More Than 8 In 10 Americans Say Media Is Biased, To Blame For Political Division
Eighty-six percent of Americans believe there is “a great deal” or “a fair amount” of political bias in the way the media covers news, according to a Knight Foundation/Gallup poll released on Tuesday. The number of Americans that see bias in the media is up almost 25 percentage points from 62 percent in 2007. Almost half of Americans — 49 percent — now say there’s a great deal of political bias in news coverage.
While Republicans are more likely to say there’s a “great deal” of bias and Democrats more often said there was a “fair amount,” large majorities of both political parties believed that some bias existed: 78 percent of Democrats and 94 percent of Republicans.
These numbers were collected from polling of more than 20,000 Americans between November and February, even before the COVID-19 pandemic, the death of George Floyd, and the resulting media coverage of both events.
Not only do most Americans recognize media bias, they also believe it’s intentional. When asked about their views of news organizations they distrust, 79 percent of poll respondents said those outlets were “trying to persuade people to adopt a certain viewpoint.” When news is inaccurate, 54 percent of Americans think it’s because reporters are “misrepresenting the facts,” while 28 percent assume they’re “making them up entirely.”
And more than 8 in 10 Americans — 84 percent — assign the media either a great deal (48 percent) or a moderate amount (36 percent) of blame for political division.
It’s not that Americans don’t have high expectations for what the media should be doing; they just don’t think the news industry is hitting the mark.
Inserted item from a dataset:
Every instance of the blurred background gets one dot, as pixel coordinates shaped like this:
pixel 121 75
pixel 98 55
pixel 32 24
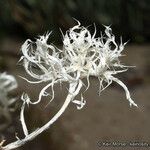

Eighty-four percent said news media is critical or very important to democracy, and 92 percent believe that providing “accurate and fair news reports” is a critical or very important role.
But almost three-fourths (73 percent) of Americans believe it’s a “major problem” for so much bias to exist in news that’s supposed to be objective. That number has increased from 65 percent in 2017.
Over half — 56 percent — also admitted to recognizing bias in their own go-to publications.
Finally, younger Americans are trusting the media less than their parents and grandparents. Only 19 percent of Americans under 30 and 27 percent of Americans 30-49 had a favorable opinion of the news media, compared with 44 percent of those over 65.